You are viewing a plain text version of this content. The canonical link for it is here.
Posted to user@tika.apache.org by Jim Idle <ji...@proofpoint.com> on 2018/03/01 05:31:52 UTC
Malware RTF is not detected as RTF
I can open a ticket for this but wanted to just run it by you first.
As explained here: http://www.decalage.info/rtf_tricks (no need to read if you don’t care 😉
Malicious RTF files take advantage of the fact that Microsoft do not follow their own RTF spec. Specifically, Word et al only looks for the opening sequence:
{rt
Thought the spec says it should be:
{rtf1
Where 1 is the version number.
Tika fails to identify a malware file starting:
{\rtf1{\pict\jpegblip\picw24\pich24\bin49922
As an RTF file – it says that it is application/octet-stream
Could the Tika detector be modified to just look for {rt as per Office tools?
Cheers,
Jim
RE: Malware RTF is not detected as RTF
Posted by Jim Idle <ji...@proofpoint.com>.
Will do - of course the implementation is down to you guys to do what you think is most sensible without breaking others.
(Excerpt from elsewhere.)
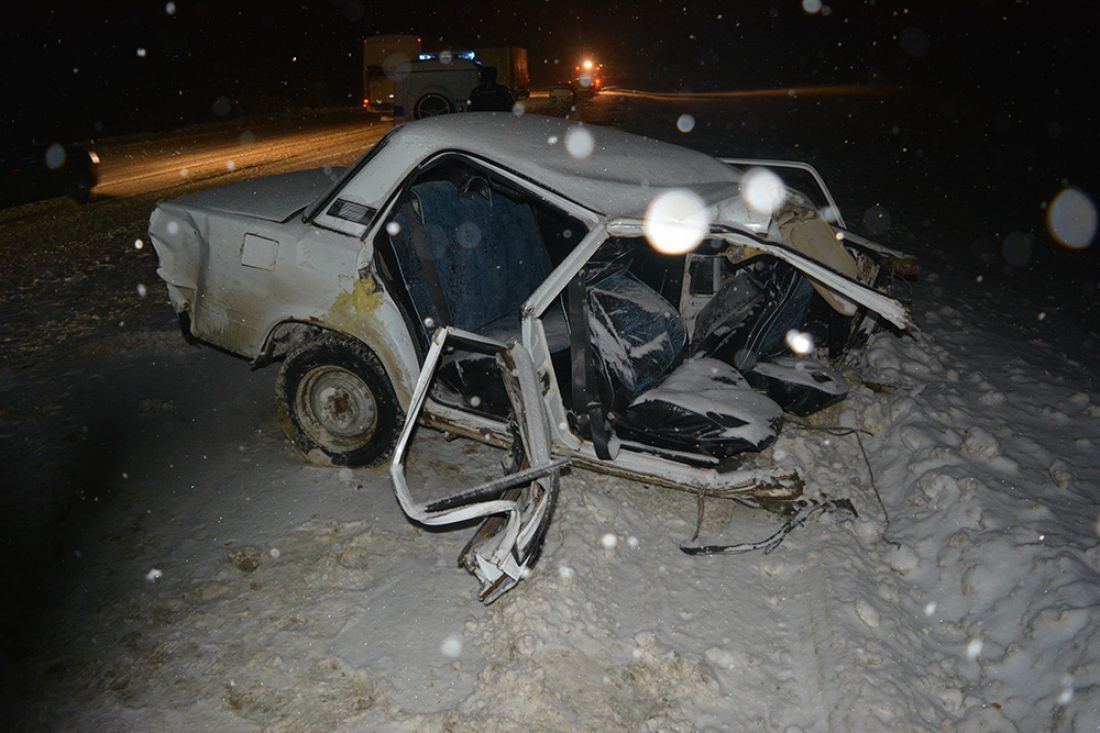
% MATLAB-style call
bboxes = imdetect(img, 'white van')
[394,58,481,122]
The current detector just looks for {\rtf
If it just made the f optional or did not look for it, then I am pretty certain that it would break nothing, but I would be happy with an artificial mime-type too.
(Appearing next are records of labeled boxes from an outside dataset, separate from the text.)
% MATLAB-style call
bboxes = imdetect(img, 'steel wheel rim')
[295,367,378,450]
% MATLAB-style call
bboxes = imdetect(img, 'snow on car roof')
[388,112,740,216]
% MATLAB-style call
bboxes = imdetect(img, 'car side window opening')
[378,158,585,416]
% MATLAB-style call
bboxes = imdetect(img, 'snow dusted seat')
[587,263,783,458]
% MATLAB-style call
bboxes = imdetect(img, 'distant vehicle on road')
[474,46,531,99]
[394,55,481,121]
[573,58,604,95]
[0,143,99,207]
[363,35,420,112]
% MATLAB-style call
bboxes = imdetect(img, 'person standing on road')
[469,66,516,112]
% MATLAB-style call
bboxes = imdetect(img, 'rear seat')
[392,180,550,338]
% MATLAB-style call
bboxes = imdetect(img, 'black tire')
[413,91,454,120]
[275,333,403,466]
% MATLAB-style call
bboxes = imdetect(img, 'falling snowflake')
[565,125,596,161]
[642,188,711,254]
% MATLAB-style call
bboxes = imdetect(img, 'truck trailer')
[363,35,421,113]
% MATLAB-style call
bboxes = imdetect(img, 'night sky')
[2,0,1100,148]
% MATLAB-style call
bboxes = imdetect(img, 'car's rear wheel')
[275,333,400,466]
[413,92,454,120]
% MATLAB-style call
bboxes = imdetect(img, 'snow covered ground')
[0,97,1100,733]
I have worked around it for now, so I can wait for the next release cycle.
I will add an rtf that does not contain malware, for sure. In fact all you need do is use vi to delete the f1 part of any normal rtf magic and you have your test. I will attach it though 😊
Cheers,
Jim
> -----Original Message-----
> From: Nick Burch [mailto:apache@gagravarr.org]
> Sent: Thursday, March 1, 2018 21:14
> To: user@tika.apache.org
> Subject: Re: Malware RTF is not detected as RTF
>
> On Thu, 1 Mar 2018, Jim Idle wrote:
> > Malicious RTF files take advantage of the fact that Microsoft do not
> > follow their own RTF spec. Specifically, Word et al only looks for the
> > opening sequence:
> >
> > {rt
> >
> > Thought the spec says it should be:
> >
> > {rtf1
>
> I don't think that Tika can assume that all RTF users are as broken as Word is!
>
> I'd be tempted to define a new mimetype of application/x-broken-rtf or
> similar, and feed that a lower priority magic for {\rt, with a suitable
> comment/explanation. That way, we won't tell people something is an RTF
> which isn't, but we can help them spot these problematic files
>
> If you could create a small, broken but non-malicious rtf file, then raise an
> enhancement jira + attach, that'd be great!
>
> Nick
Re: Malware RTF is not detected as RTF
Posted by Nick Burch <ap...@gagravarr.org>.
On Thu, 1 Mar 2018, Jim Idle wrote:
> Malicious RTF files take advantage of the fact that Microsoft do not
> follow their own RTF spec. Specifically, Word et al only looks for the
> opening sequence:
>
> {rt
>
> Thought the spec says it should be:
>
> {rtf1
I don't think that Tika can assume that all RTF users are as broken as
Word is!
I'd be tempted to define a new mimetype of application/x-broken-rtf or
similar, and feed that a lower priority magic for {\rt, with a suitable
comment/explanation. That way, we won't tell people something is an RTF
which isn't, but we can help them spot these problematic files
If you could create a small, broken but non-malicious rtf file, then raise
an enhancement jira + attach, that'd be great!
Nick
RE: Malware RTF is not detected as RTF
Posted by "Allison, Timothy B." <ta...@mitre.org>.
Yes. Please do open a ticket, and y, I have a need to read anything from decalage…he does some amazing work. 😊
I trust you wouldn’t, but please don’t post an actual malware file for us to use in our unit tests. 😉
From: Jim Idle [mailto:jidle@proofpoint.com]
Sent: Thursday, March 1, 2018 12:32 AM
To: user@tika.apache.org
Subject: Malware RTF is not detected as RTF
I can open a ticket for this but wanted to just run it by you first.
As explained here: http://www.decalage.info/rtf_tricks (no need to read if you don’t care 😉
Malicious RTF files take advantage of the fact that Microsoft do not follow their own RTF spec. Specifically, Word et al only looks for the opening sequence:
{rt
Thought the spec says it should be:
{rtf1
Where 1 is the version number.
Tika fails to identify a malware file starting:
{\rtf1{\pict\jpegblip\picw24\pich24\bin49922
As an RTF file – it says that it is application/octet-stream
Could the Tika detector be modified to just look for {rt as per Office tools?
Cheers,
Jim